Franz Marc - Die großen blauen Pferde, 1911
Yves Klein
Später im 20. Jahrhundert trat die Farbe Blau erneut ins Rampenlicht, durch die Arbeiten des französischen Malers Yves Klein. Klein, dessen Karriere von seiner Besessenheit mit Farbe in ihren reinsten Formen geprägt war, erweiterte die Grenzen der künstlerischen Schöpfung mit der Herstellung seiner ersten vollständig monochromen Leinwände im Jahr 1947. Diese Werke, die die künstlerische Konvention herausforderten, wurden ursprünglich in einer vollständigen Palette von Farben geschaffen, jedoch wurde der Künstler im Laufe der Zeit zunehmend besessen von der Suche nach einem bestimmten Farbton von Ultramarinblau, von dem er glaubte, dass er die Qualität des reinen Raums einfangen würde. Nachdem er den perfekten Farbton entwickelt hatte, bekannt als IKB oder International Klein Blue, patentierte er die Farbe und produzierte etwa 200 Leinwände, die mit diesem Farbton bemalt waren, und ging so weit, nackte Modelle mit der Farbe zu bemalen und sie anzuweisen, sich auf einer Leinwand zu wälzen, um abstrakte und hoch expressive Kompositionen zu schaffen.
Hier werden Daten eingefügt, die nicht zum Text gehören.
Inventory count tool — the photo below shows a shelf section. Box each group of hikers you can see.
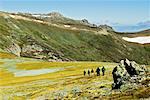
[83,66,106,76]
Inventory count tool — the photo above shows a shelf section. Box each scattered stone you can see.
[112,59,148,89]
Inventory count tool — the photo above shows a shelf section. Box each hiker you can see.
[91,69,94,74]
[88,70,90,76]
[83,70,86,76]
[96,67,100,76]
[102,66,106,76]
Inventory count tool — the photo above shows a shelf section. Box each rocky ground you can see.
[0,58,150,100]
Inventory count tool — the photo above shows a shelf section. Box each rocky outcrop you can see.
[5,43,21,57]
[112,59,148,89]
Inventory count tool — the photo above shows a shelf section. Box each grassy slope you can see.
[0,13,150,64]
[0,59,150,100]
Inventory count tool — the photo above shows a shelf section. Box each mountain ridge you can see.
[0,10,150,64]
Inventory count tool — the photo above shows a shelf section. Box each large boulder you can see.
[112,59,147,89]
[5,43,21,57]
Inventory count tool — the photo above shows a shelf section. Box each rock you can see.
[112,59,147,89]
[6,43,21,57]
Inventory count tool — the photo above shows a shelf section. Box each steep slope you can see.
[0,12,150,64]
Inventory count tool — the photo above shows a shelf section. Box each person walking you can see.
[91,69,94,74]
[83,70,86,76]
[88,70,90,76]
[102,66,106,76]
[96,67,100,76]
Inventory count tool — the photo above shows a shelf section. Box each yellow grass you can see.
[0,52,16,58]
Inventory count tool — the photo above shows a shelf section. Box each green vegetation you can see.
[0,12,150,64]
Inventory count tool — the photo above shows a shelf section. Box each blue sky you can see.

Yves Klein - IKB 191, 1962
Roger Hiorns und Blaue Abstrakte Kunst
Mehr als ein halbes Jahrhundert nachdem Klein seine ersten IKB-Leinwände geschaffen hat, führt die Farbe Blau weiterhin den Weg im Bereich der grenzüberschreitenden non-figurativen Kunst. Für den zeitgenössischen Künstler Roger Hiorns war eine ehemalige Sozialwohnung in London die Leinwand für sein blaues Meisterwerk, Seizure, das entstand, indem der kleine Wohnraum mit Kupfersulfatlösung bedeckt wurde. Auffällige blaue Kristalle durften sich dann über jede Oberfläche des Raumes bilden. Das Werk, das 2009 für den Turner Prize nominiert wurde, zeigt die anhaltende Kraft der Farbe in der zeitgenössischen Kunst.
Ob als Symbol für Spiritualität oder materiellen Reichtum, Traurigkeit oder Stärke, Raum oder Leere, es besteht kein Zweifel, dass die Farbe Blau Künstler im Laufe der Jahrhunderte inspiriert hat. Sie hinterlässt einen bleibenden Eindruck in der Geschichte der abstrakten Kunst; der einst kostbare Farbton wurde demokratisiert, aber nicht verwässert, seine elementare Kraft und expressive Potenzial bieten Inspiration für Künstler von Mondrian bis Malevich, Kandinsky bis Klee und Picasso bis Pollock.